IEA echoes calls for European PV manufacturing scale-up
The head of the International Energy Agency’s (IEA) renewables division has called on Europe to boost PV manufacturing by thinking outside the box and utilising “exceptional instruments”. Speaking on a webinar hosted by trade body SolarPower Europe this week – which can be viewed in full here and was covered by PV Tech Premium – Paolo Frankl echoed comments made by manufacturers during the discussion that creating scale “is the most single important thing” for European solar manufacturing. He said: “We really need to think out of the box on how to react to
this extremely difficult and peculiar moment. Otherwise, I see a concrete risk that indeed the first investments go somewhere else, notably in the United States and India.” Frankl added that he looks forward to seeing how the new Solar Photovoltaic Industry Alliance can be translated into concrete support for the sector.
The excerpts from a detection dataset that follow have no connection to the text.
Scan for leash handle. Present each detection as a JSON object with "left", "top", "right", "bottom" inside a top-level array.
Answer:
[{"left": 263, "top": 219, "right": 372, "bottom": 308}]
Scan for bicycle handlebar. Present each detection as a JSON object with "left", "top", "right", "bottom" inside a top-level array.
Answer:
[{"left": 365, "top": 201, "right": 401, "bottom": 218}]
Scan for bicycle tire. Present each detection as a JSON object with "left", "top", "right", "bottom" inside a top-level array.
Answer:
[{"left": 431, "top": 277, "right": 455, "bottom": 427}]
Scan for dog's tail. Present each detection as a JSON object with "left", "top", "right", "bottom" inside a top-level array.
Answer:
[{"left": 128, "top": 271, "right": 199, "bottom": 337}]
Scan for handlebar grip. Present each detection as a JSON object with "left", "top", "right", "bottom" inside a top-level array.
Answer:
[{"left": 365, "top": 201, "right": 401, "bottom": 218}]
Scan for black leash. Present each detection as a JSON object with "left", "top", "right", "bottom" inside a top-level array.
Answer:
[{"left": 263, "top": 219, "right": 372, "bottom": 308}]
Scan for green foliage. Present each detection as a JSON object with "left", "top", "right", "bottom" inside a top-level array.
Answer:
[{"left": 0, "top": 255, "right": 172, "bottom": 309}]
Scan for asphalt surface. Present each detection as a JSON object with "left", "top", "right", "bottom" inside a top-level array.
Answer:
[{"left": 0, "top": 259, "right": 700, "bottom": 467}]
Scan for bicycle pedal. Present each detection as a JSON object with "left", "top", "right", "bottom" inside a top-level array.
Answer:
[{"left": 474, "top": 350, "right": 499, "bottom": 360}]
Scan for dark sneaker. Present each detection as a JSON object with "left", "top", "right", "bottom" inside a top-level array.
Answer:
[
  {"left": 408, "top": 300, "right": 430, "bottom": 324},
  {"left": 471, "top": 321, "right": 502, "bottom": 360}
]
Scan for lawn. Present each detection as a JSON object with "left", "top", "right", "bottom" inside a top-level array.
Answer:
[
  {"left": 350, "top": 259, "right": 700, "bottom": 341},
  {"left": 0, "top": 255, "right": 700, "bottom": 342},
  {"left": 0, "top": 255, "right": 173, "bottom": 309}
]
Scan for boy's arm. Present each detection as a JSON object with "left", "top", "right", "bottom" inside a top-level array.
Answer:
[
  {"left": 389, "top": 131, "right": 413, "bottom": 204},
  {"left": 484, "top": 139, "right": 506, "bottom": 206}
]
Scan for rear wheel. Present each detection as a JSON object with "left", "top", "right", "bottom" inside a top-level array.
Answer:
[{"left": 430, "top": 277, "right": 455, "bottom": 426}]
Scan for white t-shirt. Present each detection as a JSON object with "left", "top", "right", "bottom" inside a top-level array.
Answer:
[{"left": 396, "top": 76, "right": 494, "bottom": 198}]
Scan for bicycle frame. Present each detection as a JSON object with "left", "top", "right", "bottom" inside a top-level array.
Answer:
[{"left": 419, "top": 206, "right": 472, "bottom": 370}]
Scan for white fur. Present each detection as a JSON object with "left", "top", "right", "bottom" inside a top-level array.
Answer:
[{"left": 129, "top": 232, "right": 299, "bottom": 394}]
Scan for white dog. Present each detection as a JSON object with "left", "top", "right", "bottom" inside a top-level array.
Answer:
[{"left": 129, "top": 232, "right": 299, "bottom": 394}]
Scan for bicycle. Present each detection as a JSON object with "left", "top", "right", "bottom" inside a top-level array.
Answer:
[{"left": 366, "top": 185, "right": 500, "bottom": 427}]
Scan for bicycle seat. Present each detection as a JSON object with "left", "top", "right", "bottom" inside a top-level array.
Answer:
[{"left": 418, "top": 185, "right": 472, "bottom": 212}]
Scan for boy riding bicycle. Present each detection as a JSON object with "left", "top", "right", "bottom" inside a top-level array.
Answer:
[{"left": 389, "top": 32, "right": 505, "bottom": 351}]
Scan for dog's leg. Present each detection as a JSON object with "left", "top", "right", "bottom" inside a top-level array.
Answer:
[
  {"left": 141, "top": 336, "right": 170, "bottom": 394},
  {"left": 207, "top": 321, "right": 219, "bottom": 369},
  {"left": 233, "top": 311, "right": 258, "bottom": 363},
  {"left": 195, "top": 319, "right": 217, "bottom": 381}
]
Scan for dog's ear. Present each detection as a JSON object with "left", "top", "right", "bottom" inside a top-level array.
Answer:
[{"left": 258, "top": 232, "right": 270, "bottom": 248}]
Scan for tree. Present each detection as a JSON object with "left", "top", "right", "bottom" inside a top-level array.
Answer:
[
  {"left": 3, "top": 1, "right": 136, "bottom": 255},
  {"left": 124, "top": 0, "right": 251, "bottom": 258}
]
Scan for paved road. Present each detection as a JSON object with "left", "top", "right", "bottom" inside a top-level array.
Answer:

Inflationary pressures could lead to greater consolidation
Against the backdrop of soaring inflation in most of the world, companies with mature asset portfolios and little exposure to government auctions and similar offtake structures are well placed to benefit, according to Bruce Huber, CEO of Alexa Capital. In contrast, those that are caught up in the delivery of projects with low, fixed-price contracts could struggle, adding that present conditions are tending to favour larger players because they usually have more robust supply chains. As a result, these larger outfits can access capital markets more efficiently, reinforcing their dominance, Huber said. As such, he expects to see greater market consolidation, with larger players looking to expand their reach through the acquisition of smaller rivals. Even if high inflation persists, despite the actions taken by central banks the world over, renewable projects are likely to remain one of
the safer investment asset classes regardless of market conditions. “The bottom line is that new development is at high risk of slowing down if markets believe inflation cannot be contained, and if supply lines do not stabilise. We are medium term and long term optimistic, but appreciate that the next few quarters will have some tough trading,” Huber concluded.
Romanian market set for rapid growth
Even though Romania has currently just 1GW of installed solar capacity, the country is poised to experience rapid growth in the coming years. Favourable policy conditions are currently in place and with the country’s need to phase out its highly polluting lignite-coal capacity, interest in renewables will further increase, according to senior associate of South Eastern European markets at Aurora Energy Research, Panos Kefalas. A Contracts for Difference (CfD) scheme expected to be launched in 2023, pending the Romanian government’s approval, could support the addition of up to 3.5GW of solar PV and onshore wind capacity by the end of 2024, with 1.5GW auctioned by the end of 2023. Meanwhile, power purchase agreements (PPA) are set to expand in the Romanian market in the coming years, as companies are lured by more lucrative contracts and higher returns despite the higher risks.